The one thing he enjoyed about Gonzaga is that when the Pilots played, it provided an opportunity for him to watch his team on TV twice a year (this was before streaming on the internet was a thing).
We would trot over to our local bar (shoutout to the Roanoke in Seattle), settle in with our pitchers of cheap beer, and watch Gonzaga usually obliterate Portland. Each game, we made a good natured bet: a beer on the game. I always won the beer.
We had to up the bet eventually, because it was very clear that he was just buying me beers on game night, even though he was always on the losing side. We incorporated beating the spread into it. Gonzaga continued to do the Lord’s work. Eventually, the bet became a bit more serious. If Gonzaga didn’t beat the spread, I’d buy him a pitcher of beer. That still never happened.
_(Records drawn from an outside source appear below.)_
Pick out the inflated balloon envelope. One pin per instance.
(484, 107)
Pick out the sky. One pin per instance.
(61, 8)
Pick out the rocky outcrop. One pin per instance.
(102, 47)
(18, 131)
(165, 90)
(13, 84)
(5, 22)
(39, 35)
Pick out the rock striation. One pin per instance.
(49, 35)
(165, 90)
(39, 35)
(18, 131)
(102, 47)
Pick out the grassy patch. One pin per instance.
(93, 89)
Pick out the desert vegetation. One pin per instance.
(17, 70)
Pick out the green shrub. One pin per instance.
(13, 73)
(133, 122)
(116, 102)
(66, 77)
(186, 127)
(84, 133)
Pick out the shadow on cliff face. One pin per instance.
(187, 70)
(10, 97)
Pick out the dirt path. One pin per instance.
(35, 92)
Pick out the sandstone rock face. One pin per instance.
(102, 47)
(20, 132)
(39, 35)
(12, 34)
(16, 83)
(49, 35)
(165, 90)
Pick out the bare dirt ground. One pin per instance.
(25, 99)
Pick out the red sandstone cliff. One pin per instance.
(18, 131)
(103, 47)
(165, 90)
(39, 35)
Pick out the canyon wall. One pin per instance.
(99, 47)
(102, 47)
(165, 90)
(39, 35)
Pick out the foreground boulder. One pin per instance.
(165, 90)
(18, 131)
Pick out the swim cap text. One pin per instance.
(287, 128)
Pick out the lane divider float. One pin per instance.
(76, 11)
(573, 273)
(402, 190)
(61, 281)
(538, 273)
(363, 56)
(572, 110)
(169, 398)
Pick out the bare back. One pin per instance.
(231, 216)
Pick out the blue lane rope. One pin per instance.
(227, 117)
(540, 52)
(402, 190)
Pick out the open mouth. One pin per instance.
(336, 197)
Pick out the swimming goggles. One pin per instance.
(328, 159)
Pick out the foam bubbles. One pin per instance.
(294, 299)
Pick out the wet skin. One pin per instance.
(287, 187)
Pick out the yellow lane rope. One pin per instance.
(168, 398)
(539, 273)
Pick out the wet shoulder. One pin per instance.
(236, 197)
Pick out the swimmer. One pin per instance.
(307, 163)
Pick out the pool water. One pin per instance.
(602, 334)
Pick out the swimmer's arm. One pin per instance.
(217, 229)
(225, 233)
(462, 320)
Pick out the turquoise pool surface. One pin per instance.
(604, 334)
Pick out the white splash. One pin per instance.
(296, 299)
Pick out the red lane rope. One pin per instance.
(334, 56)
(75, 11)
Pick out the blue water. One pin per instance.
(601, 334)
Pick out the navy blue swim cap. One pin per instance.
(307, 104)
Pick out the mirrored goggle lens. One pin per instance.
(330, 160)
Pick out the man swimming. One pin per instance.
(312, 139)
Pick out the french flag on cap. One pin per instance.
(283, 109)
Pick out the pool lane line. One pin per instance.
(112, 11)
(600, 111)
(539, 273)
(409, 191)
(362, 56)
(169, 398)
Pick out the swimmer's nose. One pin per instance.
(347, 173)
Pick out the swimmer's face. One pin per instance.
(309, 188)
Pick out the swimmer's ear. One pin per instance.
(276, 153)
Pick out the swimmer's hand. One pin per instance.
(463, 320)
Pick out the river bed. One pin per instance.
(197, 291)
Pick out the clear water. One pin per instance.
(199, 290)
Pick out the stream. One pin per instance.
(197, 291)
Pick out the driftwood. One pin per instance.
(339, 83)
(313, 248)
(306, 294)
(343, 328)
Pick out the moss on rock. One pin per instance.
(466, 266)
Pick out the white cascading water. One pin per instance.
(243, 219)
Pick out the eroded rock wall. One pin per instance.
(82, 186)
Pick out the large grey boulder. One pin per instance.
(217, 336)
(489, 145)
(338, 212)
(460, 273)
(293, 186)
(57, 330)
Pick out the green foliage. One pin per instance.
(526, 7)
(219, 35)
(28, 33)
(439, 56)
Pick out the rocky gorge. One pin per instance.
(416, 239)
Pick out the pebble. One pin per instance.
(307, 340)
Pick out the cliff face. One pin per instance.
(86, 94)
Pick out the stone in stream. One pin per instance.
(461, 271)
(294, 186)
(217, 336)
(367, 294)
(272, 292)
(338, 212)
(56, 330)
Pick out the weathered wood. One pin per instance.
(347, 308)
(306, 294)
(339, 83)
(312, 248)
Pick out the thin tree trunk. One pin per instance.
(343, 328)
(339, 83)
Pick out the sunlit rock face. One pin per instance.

Then, at some point, the bet turned into one of more financial gravity: If Gonzaga won, he bought me a beer. If Portland won, I would buy him a keg of beer. The winning continued, until it finally stopped.
On Jan. 9, 2014, a Gonzaga team that had bounced in an out of the top 25 all season inexplicably lost at the Chiles Center by nine points. If you look at the box score, the lines are pretty even. There wasn’t really a fundamental reason why Gonzaga lost, outside of just getting outplayed by a hungrier team. Portland hit a few more threes and made their free throws. That was the difference.
I was watching the game at his house. My friend melted off his couch just sort of screaming “yes” into the void. He pulled out his garbage pre-iphone handheld media device and tried to take a video of the scene, which was a total of three of us (two Gonzaga fans, one Portland fans) in a basically empty living room. The pixelated footage consists of me staring in utter disbelief at the TV, a good portion of footage of the walls, and his incomprehensible excitement. If there was ever a high point of Portland basketball, that evening might be it.